Do I qualify for a Home Equity Loan or Line of Credit?

Lenders will often look, at the very least, at your credit score and your debt to income ratio (DTI) before deciding to lend to you. Your credit score is a mathematical analysis of how likely you are to repay your loan on time. Your score factors in things like how many loans or credit cards you have, how well you pay your bills on time, how much of your available credit you’ve used, and how old your oldest credit or loan account is. All these factors are weighed and combined to assign you a score. It is very important to have a good understanding of what your credit score is before you begin the process of applying for a Home Equity or Line of Credit loan. If it’s been years since your initial mortgage, you don’t want any surprises. If your score isn’t high enough you can take steps to improve it.

DTI measures how much debt you currently have relative to your income. A DTI that is too high suggests you may be spread too financially thin to be able to make the payments on your Home Equity or Line of Credit loan. Even if you have a good credit score a high DTI can cause some lenders to deny your application. Using a monthly budget tool is a great way to manage your finances and keep your debt at a manageable level.

How can I save money on home improvements?

There are ways to make sure you’re making the most of your home improvement loan and saving money on your projects. Taking the time to thoroughly plan and research your home improvement project is the single most important step you can take. Doing so will help you feel more prepared and will ensure the project goes as smoothly as possible. Here are some additional tips:

1. Build a strict budget and stick to it. – It will be easy to be tempted by extras and high-end materials. Sticking to your budget will be important to keep you on the right financial path.
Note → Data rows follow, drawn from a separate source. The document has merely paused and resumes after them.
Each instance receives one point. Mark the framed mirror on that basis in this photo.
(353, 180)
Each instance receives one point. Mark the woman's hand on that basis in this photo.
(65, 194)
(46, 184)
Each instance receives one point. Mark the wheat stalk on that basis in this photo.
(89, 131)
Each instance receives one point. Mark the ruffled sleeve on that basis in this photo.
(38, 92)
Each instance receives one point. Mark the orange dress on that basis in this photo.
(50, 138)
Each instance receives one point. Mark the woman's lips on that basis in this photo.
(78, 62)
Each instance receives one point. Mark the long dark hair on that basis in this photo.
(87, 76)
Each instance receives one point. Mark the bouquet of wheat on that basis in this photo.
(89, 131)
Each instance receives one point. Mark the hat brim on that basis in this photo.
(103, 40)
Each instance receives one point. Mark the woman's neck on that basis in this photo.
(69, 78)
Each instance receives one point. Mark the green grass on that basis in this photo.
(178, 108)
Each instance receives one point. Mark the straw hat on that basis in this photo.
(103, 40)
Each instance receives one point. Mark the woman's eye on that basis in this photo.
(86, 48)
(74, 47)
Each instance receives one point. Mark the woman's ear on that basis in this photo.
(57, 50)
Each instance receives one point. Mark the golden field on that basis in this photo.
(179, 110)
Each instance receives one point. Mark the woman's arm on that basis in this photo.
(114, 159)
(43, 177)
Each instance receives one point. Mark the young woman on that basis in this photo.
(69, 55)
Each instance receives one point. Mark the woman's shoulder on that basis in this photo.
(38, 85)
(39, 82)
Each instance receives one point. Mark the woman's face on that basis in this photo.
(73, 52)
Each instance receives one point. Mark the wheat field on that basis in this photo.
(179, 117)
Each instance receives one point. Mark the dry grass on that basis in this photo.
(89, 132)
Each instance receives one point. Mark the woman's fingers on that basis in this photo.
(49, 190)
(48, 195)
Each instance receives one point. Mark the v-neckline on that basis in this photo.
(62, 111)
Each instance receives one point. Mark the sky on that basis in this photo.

2. Plan for the unexpected. – Make sure your project budget includes about 20% of the total cost for unexpected expenses. It’s far better to build these costs in and be prepared for them than to have to come up with additional funds after your project has started.

3. Think Timing. – Consider doing renovations during “off seasons” when contractors are less busy. This may save you some money.

4.  Shop Around. – It’s important to get at least 3 quotes from reputable, insured contractors. This will help you determine whether you can afford the project and ensure you’re getting a good deal.

5. Pick your project wisely. – Which will add the most value to your home? Which can you afford? Which requires the lowest amounts of long-term maintenance costs?

With several options and lower rates, a Home Equity Loan or Line of Credit can put the goals you have for your home within reach.